At UC Davis, Van Den Abbeele directed the Davis Humanities Institute from 1996 to 2006 and chaired the Department of French & Italian from 1997 to 2001. He also guided the Angel Island Oral History Project. From 2003 through 2006, UC Davis students interviewed people processed at the San Francisco Bay immigration station between 1910 and 1940. Their conversations are available in an online archive.
Van Den Abbeele is very happy to be back in California and again working in the UC system. “The University of California is the greatest university in the world,” he says. “We have the unparalleled ability to collaborate freely and readily across multiple campuses on major projects.”

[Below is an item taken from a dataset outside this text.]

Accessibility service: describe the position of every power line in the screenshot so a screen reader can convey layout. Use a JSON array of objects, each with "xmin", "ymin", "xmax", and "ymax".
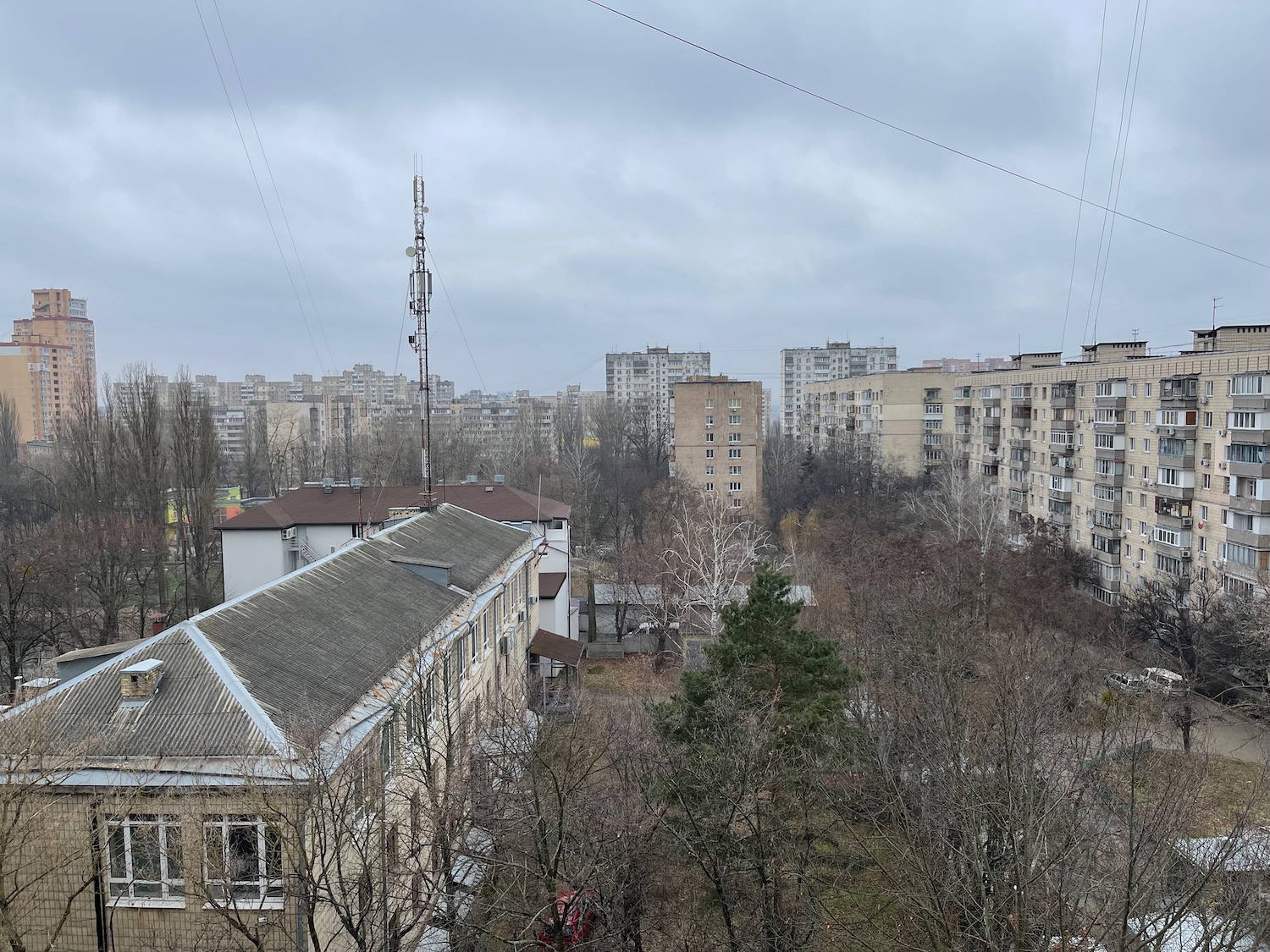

Transforming language learning is something he hopes to tackle during his time at UCI. He sees room for more creativity in the teaching of foreign languages. UC Irvine’s School of Humanities offers courses in 16 of them. In an interconnected world, students who speak more than one language and are comfortable with other cultures have a distinct advantage, he says.
Van Den Abbeele is interested in developing an alternative to the current language teaching model, which usually involves sitting in a classroom for 50 minutes three to five times a week. He believes that a more immersive experience would energize language learners.
An ideal situation, he says, would involve populating residence halls with a mix of students who want to learn a foreign language and native or fluent speakers of that language. Students would participate in language lessons and activities throughout the day and attend cultural events – for example, a French film festival – at night and on weekends.
“One year in this type of setting would result in a really proficient student – one prepared to study, work or do research abroad,” Van Den Abbeele says. “International students often have a hard time connecting with their domestic classmates, and serving as language partners may help meet their social needs too.”
The polyglot professor is also a scholar of French and European philosophical literature and was elected to the European Academy of Sciences in 2008. That same year, he received its prestigious Blaise Pascal Medal in Social Science. His research interests include travel narratives, the history of cartography and tourism/migration studies; critical theory and aesthetics; and humanities and public policy.
Van Den Abbeele seeks to improve the quality of cultural and historical tourism – a fast-growing niche for educated travelers. He foresees humanities students being able to work with libraries, museums, historical societies and archives to heighten the experience of such tourists, he says, adding: “It’s important that tours contain accurate information and not just repetition of local legends.”
Van Den Abbeele is currently settling into the University Hills home he shares with his wife, Beryl Schlossman, a UC Irvine professor of comparative literature. He looks forward to introducing himself to the campus community and building on the School of Humanities’ stellar reputation.
“The strength of UC Irvine’s humanities faculty is unparalleled,” Van Den Abbeele says. “This plays out in both high-quality teaching and trendsetting research. The School of Humanities has really been an international destination for several decades, a place where humanities has been developed, reinvented and reinvigorated.”